Question

A column with one end fixed and one end free has a critical buckling load of 100 N. For the same column, if the free end is replaced with a pinned end then the critical buckling load will be ____________ N (round off to the nearest integer).

Answer 1

Concept:

Euler's buckling load \(P_e = \frac{{{\pi ^2}EI_{min}}}{{{L_e^2}}}\)

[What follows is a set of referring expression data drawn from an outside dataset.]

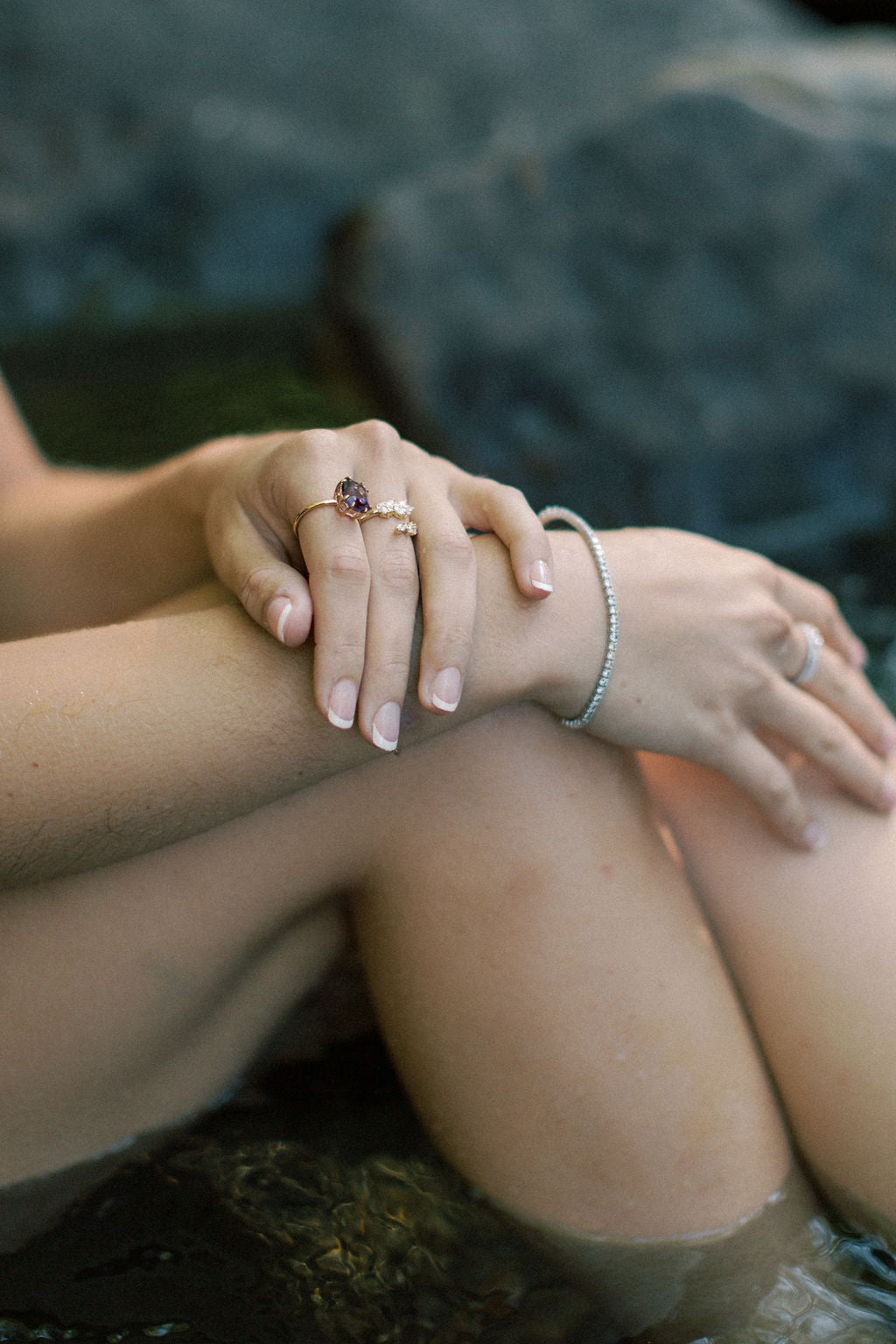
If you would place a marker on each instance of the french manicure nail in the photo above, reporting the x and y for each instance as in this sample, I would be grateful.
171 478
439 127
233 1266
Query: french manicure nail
540 577
446 690
280 628
343 699
386 726
815 837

where L_e = effective length of a column

1. If one end of the column is fixed and the other end free L_e = 2L
2. If one end fixed and the other end is pinned or hinged L_e = \(\frac{L}{\sqrt2}\)
3. If both ends of the column are fixed Le = \(\frac{L}{2}\)
4. If both ends of a column are hinged Le = L

Calculation:

Given:

For the column whose one end fixed and another end free:

Buckling load P₁ = 100 N, L₁ = 2L

If the free end is replaced by pinned joint L₂ = \(\frac{L}{\sqrt2}\)

Since the column is the same \(P_e \propto \frac{1}{L_e^2}\)

\(\frac{P_2}{P_1} = \frac{L_1^2}{L_2^2}\)

P₂ = \(100 \times\frac{4L^2}{\frac{L^2}{2}}\)  = 800 N